Glauco, o cartunista onipresente

Os desenhos do Glauco eram onipresentes. Assim como o papa João Paulo II, como Michael Jackson ou a Margareth Thatcher, as tirinhas do Glauco Villas Boas estavam aí antes de eu nascer e continuariam assim pra sempre. Até o baque.

Meu provável primeiro contato com os traços do cartunista foi num encadernado do “Los 3 Amigos”, projeto em que Glauco trabalhou com o Laerte e com o Angeli. Isso era, sei lá, 95... 96 (sou de 1983, então, faça a matemática). Agora, imagina só o que é, para um garoto novo, naquela metade da década e que ainda não se tinha computador e menos ainda uma internet pra ter acesso àquilo que desse na telha, ter um compilado daqueles na mão.

A última tira publicada na Folha de S.Paulo

Eram histórias para adultos, ora bolas! Recheadas de palavrões, de violência, de pirocas desenhadas cheias de pelos e bundas de dançarinas mexicanas, de gorduchas, de lutadores de sumô e – claro – dos três amigos: Angel Villa, Laerton e Glauquito.

E eu nem sabia quem eram os desenhistas. Pra mim, eram gringos mexicanos mesmo. Estava escrito naquele portunhol caricato e eu ficava a semana toda repetindo algumas das piadas que eu mais gostava, como “Cú dia y noche” ou “Vo voy holla! Yo soy Christiane F. y estoy drogada y prostituida” (sim, eles botaram a alemãzinha viciada em heroína no meio do deserto mexicano, cercada de mariarchis e Miguelitos).
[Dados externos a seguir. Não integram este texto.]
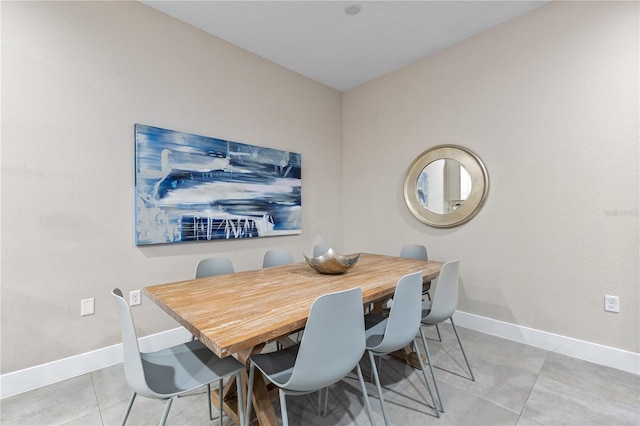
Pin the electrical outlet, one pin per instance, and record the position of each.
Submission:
(135, 298)
(611, 303)
(87, 307)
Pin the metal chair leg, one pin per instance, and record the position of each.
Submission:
(249, 392)
(243, 421)
(424, 374)
(375, 375)
(462, 349)
(435, 383)
(220, 401)
(165, 414)
(283, 408)
(209, 399)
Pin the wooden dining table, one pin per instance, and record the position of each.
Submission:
(238, 314)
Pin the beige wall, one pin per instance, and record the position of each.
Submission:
(549, 101)
(76, 76)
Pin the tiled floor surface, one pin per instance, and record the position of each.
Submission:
(515, 384)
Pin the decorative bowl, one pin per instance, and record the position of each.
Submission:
(332, 263)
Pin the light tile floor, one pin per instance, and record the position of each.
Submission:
(515, 384)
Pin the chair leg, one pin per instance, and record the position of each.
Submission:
(364, 394)
(126, 413)
(462, 349)
(424, 374)
(165, 414)
(375, 375)
(283, 408)
(326, 401)
(435, 383)
(249, 392)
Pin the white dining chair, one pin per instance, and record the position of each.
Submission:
(331, 347)
(386, 334)
(441, 308)
(167, 373)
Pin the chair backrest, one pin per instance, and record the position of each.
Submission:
(320, 249)
(214, 266)
(445, 298)
(404, 318)
(333, 341)
(133, 369)
(414, 251)
(277, 257)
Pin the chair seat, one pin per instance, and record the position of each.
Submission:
(277, 365)
(185, 367)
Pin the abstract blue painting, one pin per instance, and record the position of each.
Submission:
(198, 188)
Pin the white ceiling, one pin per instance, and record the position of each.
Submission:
(319, 40)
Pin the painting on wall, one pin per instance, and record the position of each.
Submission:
(198, 188)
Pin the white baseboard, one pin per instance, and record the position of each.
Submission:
(67, 368)
(57, 371)
(592, 352)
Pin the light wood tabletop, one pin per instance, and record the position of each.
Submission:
(238, 313)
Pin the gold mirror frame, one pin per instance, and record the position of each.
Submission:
(473, 203)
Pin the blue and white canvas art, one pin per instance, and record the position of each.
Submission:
(194, 188)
A onipresença estava aí. Algo que marcou profundamente a minha infância e que só fui descobrir o benfeitor daquelas risadas uns dez anos depois.

Claro que depois fui acompanhar as tiras no jornal. Estava ali a onipresença. Eu não acompanhava por ser fã do Glauco, por pirar na sagacidade ou nas tiradas políticas. Comecei acompanhando porque todo mundo lê as tirinhas! Claro que, com o tempo, tal ritual fez de mim um fãzoca dos caras.

O Glauco fazia uns desenhos rápidos, limpos. Eu achava muito do caralho a maneira frenética com que ele retratava simples recortes do cotidiano, essa contradição entre ilustração (limpa) e contexto sempre impregnado de uma sujeira fascinante. O Glauco sempre foi o mais sacana deles.

“Deles”, eu me refiro aos outros “discípulos” do mestre Henfil, eterno cartunista do Pasquim, jornal mais ordinário e divertido já vendido em solo brasileiro. Glauco, recém premiado no Salão de Humor de Piracicaba, veio morar em São Paulo, no intitulado “Bunker”, apartamento de Henfil no bairro de Higienópolis. Também moraram no Bunker Laerte e Angeli. Sim, quatro dos cartunistas mais importantes do Brasil moraram por um bom tempo sob o mesmo teto. Deles todos, o Glauco fazia os cartuns mais galhofeiros.

Disso tudo, foram 25 anos de tirinhas na Ilustrada da Folha de São Paulo, donde fizemos apego com Geraldão, Dona Marta, Casal Neuras, Zé do Apocalipse, Cacique do Jaraguá, sexo, drogas, política, neuroses da metrópole, violência dentro dela, solidão maior ainda. Os desenhos do Glauco eram onipresentes. Estavam ali desde sempre e para sempre eles estariam ali. É sempre estranho quando essas quebras acontecem.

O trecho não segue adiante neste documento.